Pudiquement, le rapport ne dit pas que les boucliers d’interception Thaad acquis en 2017 pour 15 milliards de dollars et les 6 batteries de Patriot à un milliard pièce n’ont rien vu passer ! Il préconise même le renforcement de ces couteux équipements inopérants, alertant au surplus que des menaces d’attaques pèsent sur neuf raffineries et sur les trois terminaux du plus grand port pétrolier du monde, Ras Tanura. Les conséquences internationales de leur neutralisation ne sont pas documentées, mais on imagine avec peine les conséquences d’un super choc pétrolier. Des observateurs se sont demandés à qui profiterait une soudaine flambée du prix du baril de pétrole ? À l’Iran, à la Russie, aux États Unis…. ? Et si tout simplement les Yéménites et un groupe de réfractaires saoudiens s’étaient alliés pour punir et chasser les Salman du trône ? Il est révélateur que ces attaques n’aient fait aucune victime : comme si on avait voulu épargner la fratrie et surtout, ne pas se comporter comme les sanguinaires que l’on combat.

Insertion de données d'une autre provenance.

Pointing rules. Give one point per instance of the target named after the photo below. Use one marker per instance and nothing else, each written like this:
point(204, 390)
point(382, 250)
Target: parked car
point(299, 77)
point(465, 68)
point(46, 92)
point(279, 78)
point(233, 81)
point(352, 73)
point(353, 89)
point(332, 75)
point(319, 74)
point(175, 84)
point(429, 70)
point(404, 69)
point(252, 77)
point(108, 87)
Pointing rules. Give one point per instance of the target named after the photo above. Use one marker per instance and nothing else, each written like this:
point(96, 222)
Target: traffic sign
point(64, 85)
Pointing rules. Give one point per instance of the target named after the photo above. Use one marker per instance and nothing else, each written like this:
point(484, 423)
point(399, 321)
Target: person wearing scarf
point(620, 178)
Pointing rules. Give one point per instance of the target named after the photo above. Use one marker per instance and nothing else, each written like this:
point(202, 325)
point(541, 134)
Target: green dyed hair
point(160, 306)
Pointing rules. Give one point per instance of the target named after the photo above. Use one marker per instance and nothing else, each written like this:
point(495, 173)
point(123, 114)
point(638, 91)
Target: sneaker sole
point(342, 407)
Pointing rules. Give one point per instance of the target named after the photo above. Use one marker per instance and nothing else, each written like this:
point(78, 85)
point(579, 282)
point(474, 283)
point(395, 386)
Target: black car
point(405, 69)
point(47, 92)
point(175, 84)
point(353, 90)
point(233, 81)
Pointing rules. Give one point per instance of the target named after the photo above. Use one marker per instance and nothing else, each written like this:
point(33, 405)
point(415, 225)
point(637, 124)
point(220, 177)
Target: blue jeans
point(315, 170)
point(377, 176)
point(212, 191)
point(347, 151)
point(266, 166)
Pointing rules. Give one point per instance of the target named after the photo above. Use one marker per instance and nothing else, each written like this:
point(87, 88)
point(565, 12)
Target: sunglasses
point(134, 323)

L’arme de dissuasion suprême
Sous la pression de cette avalanche de menaces, les négociations en coulisses vont bon train. Les Emirats Arabes Unis qui ont perdu des dizaines d’officiers dans les combats d’Aden et d’Hodeida sont terrorisés à l’idée d’une attaque sur Dubaï ou Abu Dhabi qui aurait des conséquences inimaginables sur leur devenir. Alors, ils ont préféré jeter l’éponge et se sont retirés du bourbier. Reste l’Arabie de Ben Salman et l’Amérique de Trump qui s’obstinent encore, croyant que quelques GI et rampes de missiles de plus pourront sauver leur dynastie d’une déchéance programmée. Dans ce contexte, il est probable que les Yéménites qui exigent en préalable l’arrêt des bombardements, feront encore monter la pression et réclameront des compensations et réparations pour dommages de guerre. Le CSIS documente d’autres infrastructures vulnérables. Notamment les systèmes de contrôle et d’acquisition de données en temps réel (SCADA) qui a déjà été attaqué par des hackers, mais surtout il mentionne l’arme suprême, non encore été utilisée : celle de la soif. L’eau de mer désalinisée représente 70% de la consommation d’eau potable de l’Arabie. Il existe 7 500 usines de traitement sur le Golfe Persique. La plus gigantesque au monde est celle de Ras el Khair. C’est un otage en puissance.
Le complexe industriel alimente en eau douce la ville de Riyad grâce à deux tubes d’acier de 2 mètres de diamètre et de 450km de long qui débitent 800 millions de m3 par jour ! L’attaque ou le sabotage des installations de Ras el Khair condamnerait à la débandade 6 millions d’habitants. Les prédicteurs savants ont calculé que la population aurait très exactement huit jours pour évacuer la capitale. Attendez-vous donc à savoir que le pire sera peut-être évité.